Frédéric Ozanam assistait
régulièrement aux conférences de la Société des Bonnes Études
animées par Mr Bailly, un érudit qui recueillait les manuscrits de Saint
Vincent de Paul. Ces conférences étaient ouvertes à tous, mais la
présence d’orateurs athées n’était pas sans danger pour les étudiants
catholiques insuffisamment armés pour être capables de réfuter les
philosophies athées.
Ozanam consulta Mr Bailly
qui était depuis longtemps le confident de Sœur Rosalie, la Fille de la
charité, apôtre du XIIè arrondissement de Paris. Il fut décidé qu’Ozanam
n’abandonnerait pas la Conférence, mais, qu’à côté, serait créée une
œuvre de charité, car, disait-il: “La bénédiction du pauvre est celle
de Dieu; allons aux pauvres.”
La Conférence de Saint
Vincent de Paul était née. Les jeunes intéressés se réunirent, pour la
première fois, en mai 1833, sous la présidence de Mr Bailly: ce fut
l’acte de naissance des conférences de Saint Vincent de Paul. Les
fondateurs se nommaient: Bailly, Ozanam, Lallier, Le Taillandier,
Lamache, Devaux et Clavé.
Cette association
charitable de laïcs catholiques fut placée sous le patronage de saint
Vincent de Paul, car elle se destinait à la pratique des bonnes œuvres
et à la diffusion de la foi.
Les débuts furent
difficiles. Frédéric Ozanam écrivit plus tard: “La Société a
rencontré des défiances partout... Les plus estimables ont été
entraînées par la foule, et nous avons dû souffrir beaucoup de ceux
mêmes qui nous aimaient. Au reste, nous n’avons pas à nous plaindre
quand nous avons affaire à un monde où M. Lacordaire est anathématisé,
M. de Ravignan déclaré inintelligible et l’abbé Cœur, suspect.”
En 1861, le gouvernement
impérial la fit poursuivre, alors qu'elle avait été jusque-là entourée
de la bienveillance officielle, parce qu'une partie de ses membres avait
publiquement désapprouvé la politique de Napoléon III en Italie.
Depuis son adolescence,
Ozanam avait éprouvé de la compassion pour les pauvres et s’était
insurgé contre les excès du libéralisme économique. Devenu avocat puis
responsable d'une chaire d'histoire à la Sorbonne, cet intellectuel et
homme de foi s'impliqua totalement dans la société et l'Église de son
temps, marquant de son influence les milieux religieux, universitaires
et politiques.
Porte-parole des plus
déshérités, Ozanam dénonçait les inégalités sociales, tout en exhortant
la jeunesse chrétienne à soigner les2-2- plaies de la société par la
pratique de la charité. Car, pour lui, la foi n'a de sens que dans
l'action caritative apte à faire éclore les germes de sainteté logés en
chacun de nous. La création, par six amis, de la société
Saint-Vincent-de-Paul, avait pour véritable but la formation d’une
génération nouvelle “désireuse de faire évoluer les structures
sociales, et cela, en s'impliquant directement dans la pratique de la
charité.”
“Le premier moyen de
réaliser ce dessein, dira Ozanam, fut de nous rassembler toutes
les semaines, d'apprendre ainsi à nous connaître et à nous aimer, et de
faire vivre cette assemblée par la visite des pauvres à domicile”

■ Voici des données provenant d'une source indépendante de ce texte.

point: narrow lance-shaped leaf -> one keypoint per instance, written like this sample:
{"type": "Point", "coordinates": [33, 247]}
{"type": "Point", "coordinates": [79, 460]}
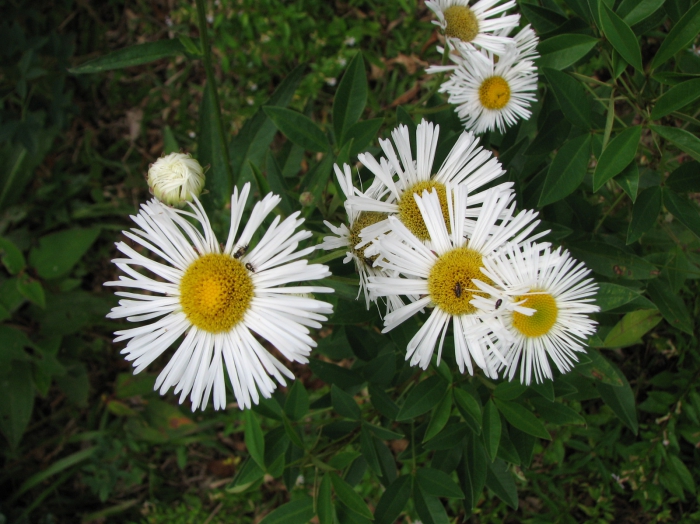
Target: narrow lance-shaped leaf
{"type": "Point", "coordinates": [617, 155]}
{"type": "Point", "coordinates": [131, 56]}
{"type": "Point", "coordinates": [567, 170]}
{"type": "Point", "coordinates": [645, 213]}
{"type": "Point", "coordinates": [621, 37]}
{"type": "Point", "coordinates": [571, 97]}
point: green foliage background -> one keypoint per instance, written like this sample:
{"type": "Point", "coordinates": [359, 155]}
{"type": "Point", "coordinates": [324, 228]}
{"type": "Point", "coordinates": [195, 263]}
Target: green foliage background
{"type": "Point", "coordinates": [610, 158]}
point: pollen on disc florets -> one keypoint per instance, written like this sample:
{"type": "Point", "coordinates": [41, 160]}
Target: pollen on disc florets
{"type": "Point", "coordinates": [364, 219]}
{"type": "Point", "coordinates": [411, 216]}
{"type": "Point", "coordinates": [541, 322]}
{"type": "Point", "coordinates": [450, 280]}
{"type": "Point", "coordinates": [215, 292]}
{"type": "Point", "coordinates": [494, 92]}
{"type": "Point", "coordinates": [461, 23]}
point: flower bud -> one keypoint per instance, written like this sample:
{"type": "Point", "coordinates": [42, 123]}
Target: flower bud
{"type": "Point", "coordinates": [176, 178]}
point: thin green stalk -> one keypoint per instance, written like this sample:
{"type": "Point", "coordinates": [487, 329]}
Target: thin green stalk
{"type": "Point", "coordinates": [609, 120]}
{"type": "Point", "coordinates": [211, 85]}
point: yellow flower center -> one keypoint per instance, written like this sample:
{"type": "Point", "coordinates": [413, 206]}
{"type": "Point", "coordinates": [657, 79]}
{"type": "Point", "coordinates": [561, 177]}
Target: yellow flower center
{"type": "Point", "coordinates": [542, 320]}
{"type": "Point", "coordinates": [461, 23]}
{"type": "Point", "coordinates": [410, 214]}
{"type": "Point", "coordinates": [494, 92]}
{"type": "Point", "coordinates": [364, 219]}
{"type": "Point", "coordinates": [215, 292]}
{"type": "Point", "coordinates": [450, 280]}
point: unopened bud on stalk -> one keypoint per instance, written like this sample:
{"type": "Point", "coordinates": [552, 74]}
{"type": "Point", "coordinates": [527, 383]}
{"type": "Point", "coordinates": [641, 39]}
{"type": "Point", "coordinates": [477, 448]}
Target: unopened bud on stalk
{"type": "Point", "coordinates": [176, 178]}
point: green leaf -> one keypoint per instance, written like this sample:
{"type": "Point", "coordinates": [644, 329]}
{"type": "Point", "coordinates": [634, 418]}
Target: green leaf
{"type": "Point", "coordinates": [520, 417]}
{"type": "Point", "coordinates": [621, 401]}
{"type": "Point", "coordinates": [131, 56]}
{"type": "Point", "coordinates": [671, 305]}
{"type": "Point", "coordinates": [297, 403]}
{"type": "Point", "coordinates": [344, 404]}
{"type": "Point", "coordinates": [634, 11]}
{"type": "Point", "coordinates": [349, 497]}
{"type": "Point", "coordinates": [611, 296]}
{"type": "Point", "coordinates": [617, 155]}
{"type": "Point", "coordinates": [599, 368]}
{"type": "Point", "coordinates": [683, 210]}
{"type": "Point", "coordinates": [676, 98]}
{"type": "Point", "coordinates": [11, 257]}
{"type": "Point", "coordinates": [298, 128]}
{"type": "Point", "coordinates": [439, 417]}
{"type": "Point", "coordinates": [324, 505]}
{"type": "Point", "coordinates": [211, 151]}
{"type": "Point", "coordinates": [612, 261]}
{"type": "Point", "coordinates": [429, 508]}
{"type": "Point", "coordinates": [469, 408]}
{"type": "Point", "coordinates": [393, 501]}
{"type": "Point", "coordinates": [453, 432]}
{"type": "Point", "coordinates": [254, 440]}
{"type": "Point", "coordinates": [685, 178]}
{"type": "Point", "coordinates": [31, 290]}
{"type": "Point", "coordinates": [17, 395]}
{"type": "Point", "coordinates": [350, 98]}
{"type": "Point", "coordinates": [645, 213]}
{"type": "Point", "coordinates": [296, 512]}
{"type": "Point", "coordinates": [682, 472]}
{"type": "Point", "coordinates": [252, 142]}
{"type": "Point", "coordinates": [541, 18]}
{"type": "Point", "coordinates": [567, 170]}
{"type": "Point", "coordinates": [622, 38]}
{"type": "Point", "coordinates": [631, 328]}
{"type": "Point", "coordinates": [362, 134]}
{"type": "Point", "coordinates": [422, 398]}
{"type": "Point", "coordinates": [682, 139]}
{"type": "Point", "coordinates": [492, 429]}
{"type": "Point", "coordinates": [438, 484]}
{"type": "Point", "coordinates": [57, 253]}
{"type": "Point", "coordinates": [571, 97]}
{"type": "Point", "coordinates": [561, 51]}
{"type": "Point", "coordinates": [501, 482]}
{"type": "Point", "coordinates": [680, 37]}
{"type": "Point", "coordinates": [556, 412]}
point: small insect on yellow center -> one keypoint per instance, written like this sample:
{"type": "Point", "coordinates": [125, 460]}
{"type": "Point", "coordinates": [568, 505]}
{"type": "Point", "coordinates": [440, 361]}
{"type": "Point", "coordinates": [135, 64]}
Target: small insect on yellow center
{"type": "Point", "coordinates": [450, 280]}
{"type": "Point", "coordinates": [215, 292]}
{"type": "Point", "coordinates": [409, 213]}
{"type": "Point", "coordinates": [494, 92]}
{"type": "Point", "coordinates": [364, 219]}
{"type": "Point", "coordinates": [461, 23]}
{"type": "Point", "coordinates": [541, 322]}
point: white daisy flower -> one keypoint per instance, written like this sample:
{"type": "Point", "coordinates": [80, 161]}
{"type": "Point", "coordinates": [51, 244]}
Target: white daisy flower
{"type": "Point", "coordinates": [481, 24]}
{"type": "Point", "coordinates": [175, 179]}
{"type": "Point", "coordinates": [216, 297]}
{"type": "Point", "coordinates": [492, 94]}
{"type": "Point", "coordinates": [544, 308]}
{"type": "Point", "coordinates": [443, 275]}
{"type": "Point", "coordinates": [349, 236]}
{"type": "Point", "coordinates": [467, 164]}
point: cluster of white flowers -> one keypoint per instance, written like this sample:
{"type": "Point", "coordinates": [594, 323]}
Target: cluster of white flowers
{"type": "Point", "coordinates": [493, 78]}
{"type": "Point", "coordinates": [451, 242]}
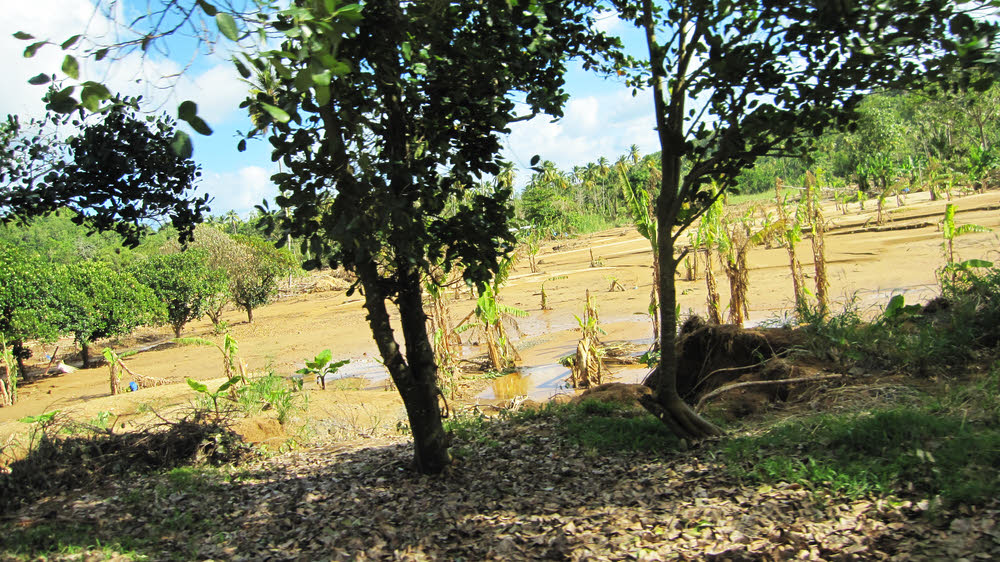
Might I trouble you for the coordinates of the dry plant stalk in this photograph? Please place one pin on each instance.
(798, 279)
(8, 381)
(714, 300)
(819, 248)
(587, 367)
(736, 269)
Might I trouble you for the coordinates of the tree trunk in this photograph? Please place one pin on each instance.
(19, 354)
(666, 403)
(416, 375)
(85, 354)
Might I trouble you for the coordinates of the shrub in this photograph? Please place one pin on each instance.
(183, 281)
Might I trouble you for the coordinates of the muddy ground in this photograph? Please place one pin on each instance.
(865, 263)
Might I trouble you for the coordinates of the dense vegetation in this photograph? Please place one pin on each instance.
(918, 139)
(64, 282)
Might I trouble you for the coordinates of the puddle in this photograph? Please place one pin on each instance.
(373, 371)
(540, 383)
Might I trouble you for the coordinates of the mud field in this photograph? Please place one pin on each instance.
(865, 263)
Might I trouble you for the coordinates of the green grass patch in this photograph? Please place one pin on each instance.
(907, 451)
(42, 540)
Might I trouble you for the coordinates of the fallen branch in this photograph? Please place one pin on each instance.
(718, 391)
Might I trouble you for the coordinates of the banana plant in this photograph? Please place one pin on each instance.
(643, 211)
(321, 366)
(950, 231)
(492, 316)
(202, 388)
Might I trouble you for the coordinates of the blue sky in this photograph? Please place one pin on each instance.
(602, 117)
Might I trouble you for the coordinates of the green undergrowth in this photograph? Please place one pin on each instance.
(591, 425)
(84, 538)
(68, 539)
(947, 446)
(950, 331)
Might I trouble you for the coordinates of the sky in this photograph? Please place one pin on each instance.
(602, 118)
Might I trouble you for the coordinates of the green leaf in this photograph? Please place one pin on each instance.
(93, 94)
(227, 26)
(199, 125)
(340, 68)
(322, 95)
(187, 109)
(71, 67)
(30, 50)
(277, 113)
(350, 12)
(209, 9)
(322, 78)
(242, 69)
(975, 263)
(197, 386)
(70, 42)
(181, 145)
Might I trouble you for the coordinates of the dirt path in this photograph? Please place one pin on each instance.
(869, 264)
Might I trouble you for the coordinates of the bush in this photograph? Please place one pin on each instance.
(912, 338)
(183, 281)
(104, 303)
(31, 301)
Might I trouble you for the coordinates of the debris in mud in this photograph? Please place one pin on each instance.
(615, 392)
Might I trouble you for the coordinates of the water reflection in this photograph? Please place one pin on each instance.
(545, 381)
(510, 386)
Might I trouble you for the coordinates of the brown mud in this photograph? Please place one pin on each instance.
(864, 264)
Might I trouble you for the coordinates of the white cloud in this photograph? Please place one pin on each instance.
(217, 89)
(594, 126)
(239, 190)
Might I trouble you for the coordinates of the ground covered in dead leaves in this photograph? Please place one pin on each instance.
(519, 491)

Cette charité devait être à la fois matérielle et spirituelle car, pour
Ozanam, c'est le contact humain qui est le véritable antidote de la
solitude et de l'exclusion. Une Fille de la Charité, fille de Saint
Vincent de Paul, Sœur Rosalie Rendu, guidera et formera ces équipes
naissantes au service des plus pauvres.
Dans le règlement de la
conférence de St Vincent de Paul, chaque réunion commence par une prière
au Saint Esprit et à St Vincent de Paul, mais le but de la conférence
n'est pas moins d'entretenir la piété des membres que de soulager les
pauvres.
Frédéric Ozanam écrivait en
1838: "Cette pauvre Société a bien aussi ses tribulations. Elle en a
de la part de ses membres dont l'inexactitude la fait souvent languir;
elle en a de la part de ses chefs que leur devoir d'État ou leur inertie
personnelle rendent incapables de lui donner l'impulsion nécessaire...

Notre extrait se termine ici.